Where I get a bit tripped up is what I need to shift, vs. what is relative, across
Because landmarks code mentions "unshiftedLandmarks", and "IFaceLandmarks" has "shift: Point" and "shiftBy" - which makes me think some parts of it are relative, or shift-able, and I'd be reinventing if I stumbled in blindly and tried to make a new det.forShift()
Ahh I see. So the the face landmark positions are relative to the bounding box of the rectangle, since you predict them on the image patch extracted from the bounding box. Thus I introduced a shift for the landmark classes for the ease of drawing them, because they have to be shifted by the bounding box position in order to retreive the positions in the source image.

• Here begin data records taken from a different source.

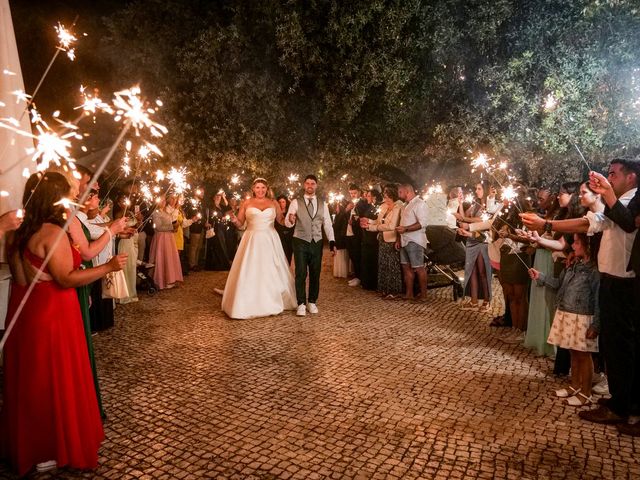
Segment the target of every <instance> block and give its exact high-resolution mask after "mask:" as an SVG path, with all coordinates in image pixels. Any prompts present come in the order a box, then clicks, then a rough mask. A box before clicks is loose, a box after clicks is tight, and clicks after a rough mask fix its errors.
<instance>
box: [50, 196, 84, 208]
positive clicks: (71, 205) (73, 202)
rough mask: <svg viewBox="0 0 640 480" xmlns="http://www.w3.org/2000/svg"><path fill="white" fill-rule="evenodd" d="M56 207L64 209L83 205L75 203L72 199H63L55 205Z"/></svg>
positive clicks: (58, 201)
mask: <svg viewBox="0 0 640 480" xmlns="http://www.w3.org/2000/svg"><path fill="white" fill-rule="evenodd" d="M54 205H56V206H57V205H62V206H63V207H64V208H67V209H68V208H71V206H76V207H82V206H83V205H80V204H79V203H76V202H74V201H73V200H71V199H70V198H64V197H63V198H61V199H60V200H58V201H57V202H56V203H54Z"/></svg>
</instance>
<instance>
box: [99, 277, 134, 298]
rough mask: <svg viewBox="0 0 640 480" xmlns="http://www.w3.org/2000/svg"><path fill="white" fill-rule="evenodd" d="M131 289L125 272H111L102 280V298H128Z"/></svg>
mask: <svg viewBox="0 0 640 480" xmlns="http://www.w3.org/2000/svg"><path fill="white" fill-rule="evenodd" d="M127 297H129V289H128V288H127V280H126V278H125V276H124V271H122V270H118V271H116V272H109V273H107V274H106V275H105V276H104V277H103V278H102V298H116V299H121V298H127Z"/></svg>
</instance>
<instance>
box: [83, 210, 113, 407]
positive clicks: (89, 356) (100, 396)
mask: <svg viewBox="0 0 640 480" xmlns="http://www.w3.org/2000/svg"><path fill="white" fill-rule="evenodd" d="M80 225H82V231H83V232H84V235H85V237H87V240H88V241H89V242H90V241H91V235H90V233H89V229H88V228H87V227H85V226H84V224H83V223H82V222H80ZM81 268H82V269H83V270H84V269H87V268H93V263H91V260H83V261H82V267H81ZM76 292H77V293H78V300H79V302H80V310H81V312H82V323H83V324H84V335H85V338H86V339H87V350H88V351H89V362H90V363H91V372H92V373H93V384H94V386H95V388H96V397H97V398H98V407H99V408H100V415H101V416H102V418H105V416H106V415H105V413H104V410H103V408H102V396H101V395H100V382H99V381H98V371H97V369H96V358H95V355H94V353H93V339H92V338H91V317H90V316H89V298H90V297H91V284H89V285H82V286H81V287H78V288H76Z"/></svg>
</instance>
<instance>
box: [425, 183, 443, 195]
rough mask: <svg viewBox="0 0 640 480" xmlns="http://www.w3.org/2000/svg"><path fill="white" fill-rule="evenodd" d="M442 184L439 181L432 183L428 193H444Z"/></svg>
mask: <svg viewBox="0 0 640 480" xmlns="http://www.w3.org/2000/svg"><path fill="white" fill-rule="evenodd" d="M442 192H443V190H442V185H440V184H439V183H436V184H435V185H431V186H430V187H429V188H428V189H427V195H433V194H434V193H442Z"/></svg>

So actually what you would have to do, is to calculate the correct bounding box for each fd.detection, e.g. shift them by the (x, y) offset of the image patch they have been detected for. Afterwards you would simply have to shift all landmarks by the shift of their bounding box (notice shiftBy(x, y) should actually be named "setShift", since it sets an offset for the relative landmarks, rather then adding an offset for every call).

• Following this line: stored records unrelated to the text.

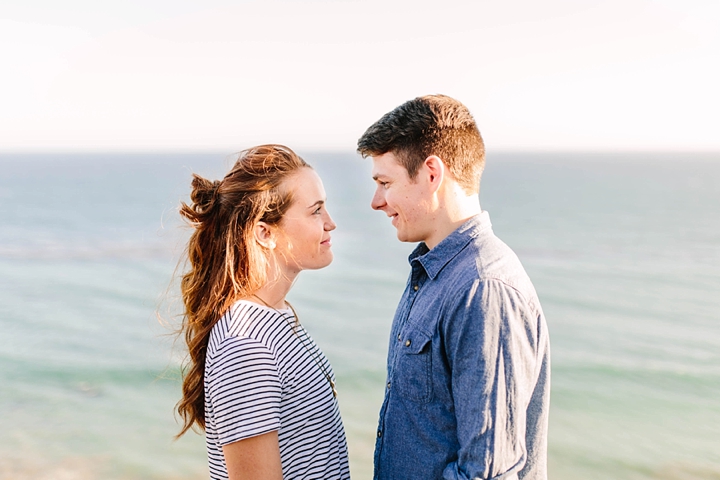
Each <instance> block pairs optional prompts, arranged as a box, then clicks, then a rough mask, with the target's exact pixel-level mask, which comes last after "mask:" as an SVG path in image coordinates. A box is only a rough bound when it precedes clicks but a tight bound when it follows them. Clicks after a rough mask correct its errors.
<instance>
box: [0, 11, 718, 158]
mask: <svg viewBox="0 0 720 480" xmlns="http://www.w3.org/2000/svg"><path fill="white" fill-rule="evenodd" d="M719 26H720V1H718V0H654V1H650V0H599V1H595V0H546V1H538V0H504V1H498V0H493V1H487V0H476V1H454V0H444V1H443V2H439V1H433V2H429V1H425V0H414V1H397V0H362V1H360V0H334V1H330V0H315V1H309V0H295V1H290V0H285V1H275V0H266V1H249V0H248V1H245V0H235V1H229V0H202V1H200V0H124V1H115V0H104V1H102V2H98V1H96V0H85V1H81V0H63V1H62V2H57V1H55V0H47V1H40V0H0V66H1V67H0V152H3V151H4V152H26V151H27V152H36V151H203V150H219V151H237V150H239V149H242V148H247V147H250V146H252V145H255V144H258V143H268V142H272V143H284V144H287V145H288V146H290V147H291V148H296V149H305V150H307V149H315V150H346V151H353V150H354V149H355V145H356V142H357V139H358V137H359V136H360V135H361V134H362V133H363V132H364V131H365V129H366V128H367V127H368V126H369V125H371V124H372V123H373V122H375V121H376V120H377V119H379V118H380V117H381V116H382V115H383V114H384V113H386V112H388V111H390V110H391V109H393V108H394V107H396V106H398V105H400V104H401V103H403V102H405V101H406V100H409V99H412V98H414V97H417V96H420V95H426V94H431V93H443V94H446V95H450V96H452V97H455V98H457V99H458V100H460V101H462V102H463V103H464V104H465V105H467V106H468V107H469V109H470V111H471V112H472V113H473V115H474V117H475V119H476V121H477V123H478V126H479V128H480V131H481V132H482V134H483V137H484V139H485V143H486V145H487V148H488V151H491V150H599V151H608V150H610V151H614V150H630V151H635V150H651V151H652V150H673V151H674V150H686V151H720V114H719V113H718V112H720V89H719V87H718V85H720V27H719Z"/></svg>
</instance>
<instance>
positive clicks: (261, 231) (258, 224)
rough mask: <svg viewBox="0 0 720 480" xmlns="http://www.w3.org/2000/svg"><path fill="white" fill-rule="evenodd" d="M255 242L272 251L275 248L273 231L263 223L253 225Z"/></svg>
mask: <svg viewBox="0 0 720 480" xmlns="http://www.w3.org/2000/svg"><path fill="white" fill-rule="evenodd" d="M254 232H255V240H256V241H257V242H258V243H259V244H260V245H261V246H263V247H265V248H267V249H270V250H272V249H273V248H275V231H274V230H273V228H272V227H271V226H270V225H268V224H267V223H265V222H258V223H256V224H255V229H254Z"/></svg>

Unfortunately currently the utility is missing to easily shift instances of FaceDetection or the utility classes, so you would have to reconstruct these objects manually.

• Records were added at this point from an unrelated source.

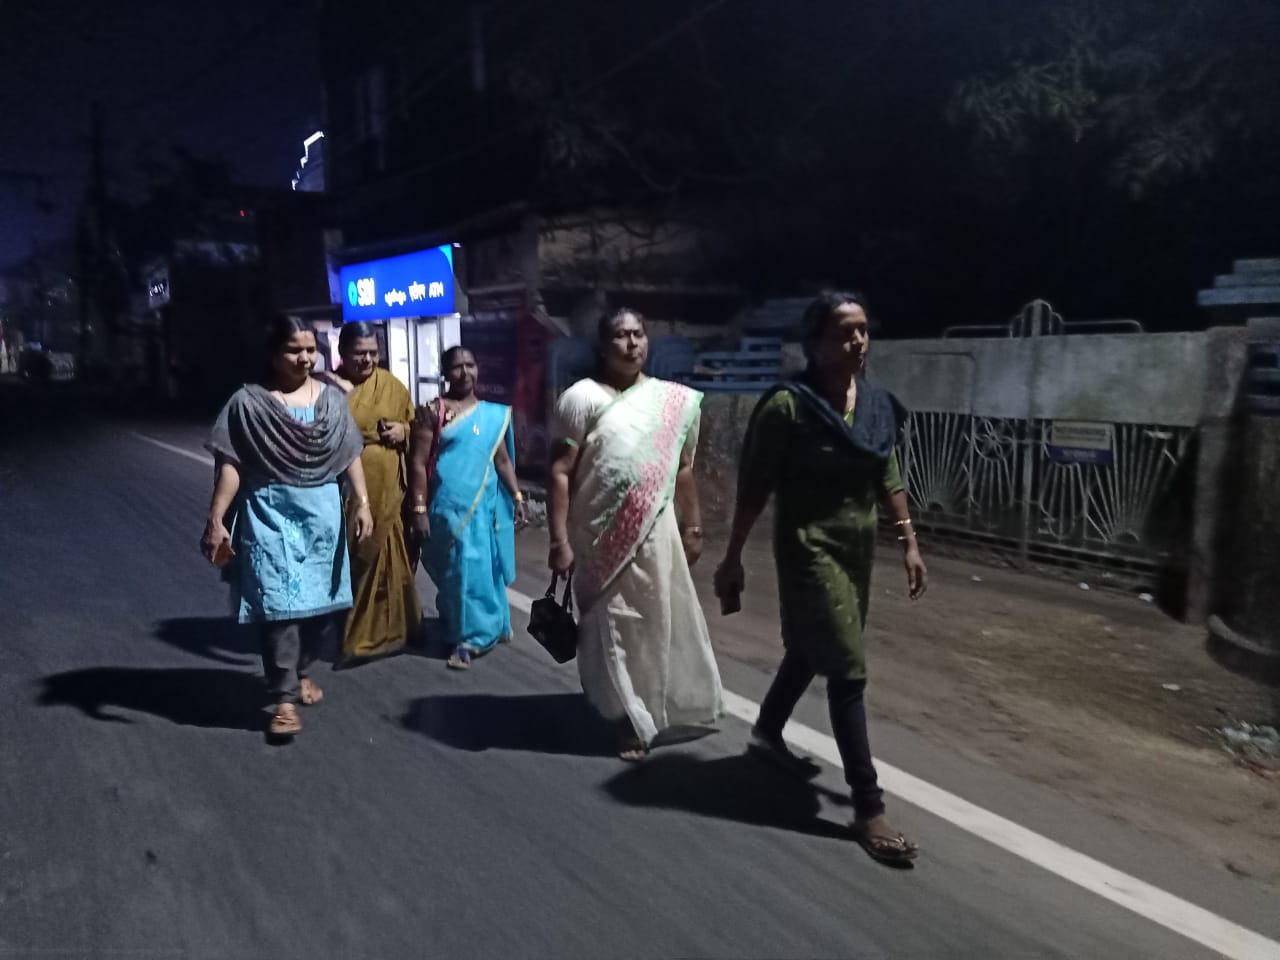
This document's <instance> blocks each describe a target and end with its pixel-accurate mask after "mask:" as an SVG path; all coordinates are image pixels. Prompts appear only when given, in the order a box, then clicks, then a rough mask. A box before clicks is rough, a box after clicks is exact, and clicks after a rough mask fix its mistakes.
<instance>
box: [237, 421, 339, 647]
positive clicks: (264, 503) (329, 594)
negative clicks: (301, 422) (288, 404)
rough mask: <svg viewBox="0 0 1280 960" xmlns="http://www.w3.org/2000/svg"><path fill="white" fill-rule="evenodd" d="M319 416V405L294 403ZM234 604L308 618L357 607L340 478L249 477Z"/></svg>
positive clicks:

Understood. I may hack my local script and toss in a "tileLocation=(x,y)" for every detection, because I'd rather spend the time figuring out how to deduplicate across tiles rather than how to correctly shift detections.
for (let imgNum = 0; imgNum < IMAGES.length; imgNum++) {
const imgName = IMAGES[imgNum];
console.groupCollapsed(`Image:${imgName}`);
asyncSrc(input, `images/${imgName}`);
const detections = [];
for (let x = 0; x < input.width - (TILE_DIMENSION / 2); x += (TILE_DIMENSION / 2)) {
for (let y = 0; y < input.height - (TILE_DIMENSION / 2); y += (TILE_DIMENSION / 2)) {
const tileLocation = {'x': x, 'y': y};
drawTile(input, smallCanvas, tileLocation.x, tileLocation.y, TILE_DIMENSION, TILE_DIMENSION);
let fullFaceDescriptions = await faceapi.detectAllFaces(
smallCanvas,
new faceapi.SsdMobilenetv1Options({maxResults: 100})
).withFaceLandmarks().withFaceDescriptors();
console.log(`${imgName} (${tileLocation.x},${tileLocation.y}) detected faces:${fullFaceDescriptions.length}`);
fullFaceDescriptions.forEach(ffd => ffd.tileLocation = tileLocation); // *** THIS PART
detections.push(...fullFaceDescriptions);
}
}
console.log(`${imgName} saving ${detections.length} detections.`);
await set(input.src.substring(input.src.lastIndexOf('/') + 1), detections);
console.groupEnd();
}
I'm now knee-deep in deduping across tiles. In the case where two faces overlap, what is the way to tell which one is better?
I'm assuming:
score
. I was also thinking I could base it on other things like which has the highest max(all possible expressions) - but AFAIK score is my best bet for "we really think this is the best face box."
I have a HD image (4k by 3k) and would like to get all faces in it. The faces are very small in the distance, so I assume I have to tile the image into overlapping tiles of reasonable (500x500?) size, run the detector on each tile, handle overlaps, recombine into one superset.
Has anyone else already done this? Or, are there better ways to handle larger images?